Cats understand the principle of cause and effect as well as some elements of physics. Combining these abilities with their keen sense of hearing, they can predict where possible prey hides. These are the findings of researchers from Kyoto University in Japan, led by Saho Takagi and published in Springer’s journal Animal Cognition.
Previous work conducted by the Japanese team established that cats predict the presence of invisible objects based on what they hear. In the present study, the researchers wanted to find out if cats use a causal rule to infer if a container holds an object, based on whether it is shaken along with a sound or not. The team also wanted to establish if cats expect an object to fall out or not, once the container is turned over.
Thirty domestic cats were videotaped while an experimenter shook a container. In some cases this action went along with a rattling sound. In others it did not, to simulate that the vessel was empty. After the shaking phase, the container was turned over, either with an object dropping down or not.
Two experimental conditions were congruent with physical laws, where shaking was accompanied by a (no) sound and an (no) object to fall out of the container. The other two conditions were incongruent to the laws of physics. Either a rattling sound was followed by no object dropping out of the container or no sound while shaking led to a falling object.
The cats looked longer at the containers which were shaken together with a noise. This suggests that cats used a physical law to infer the existence (or absence) of objects based on whether they heard a rattle (or not). This helped them predict whether an object would appear (or not) once the container was overturned.
The animals also stared longer at containers in incongruent conditions, meaning an object dropped despite its having been shaken noiselessly or the other way around.
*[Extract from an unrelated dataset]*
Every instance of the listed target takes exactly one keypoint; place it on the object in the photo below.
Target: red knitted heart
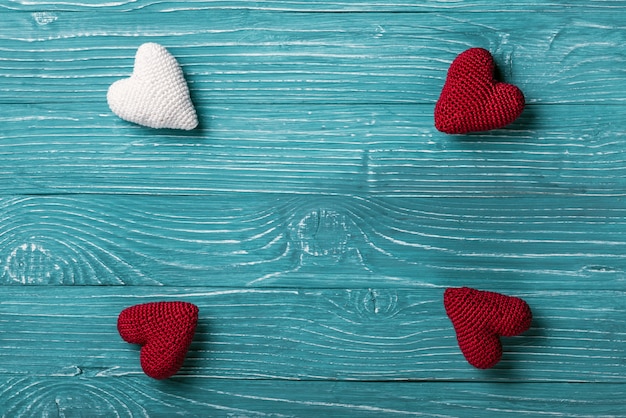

It is as if the cats realized that such conditions did not fit into their grasp of causal logic.
“Cats use a causal-logical understanding of noise or sounds to predict the appearance of invisible objects,” says Takagi.
Researchers suggest that species’ surroundings influence their ability to find out information based on what they hear. The ecology of cats’ natural hunting style may therefore also favor the ability for inference on the basis of sounds. Takagi explains that hunting cats often need to infer the location or the distance of their prey from sounds alone because they stake out places of poor visibility. Further research is needed to find out exactly what cats see in their mind’s eye when they pick up noises, and if they can extract information such as quantity and size from what they hear.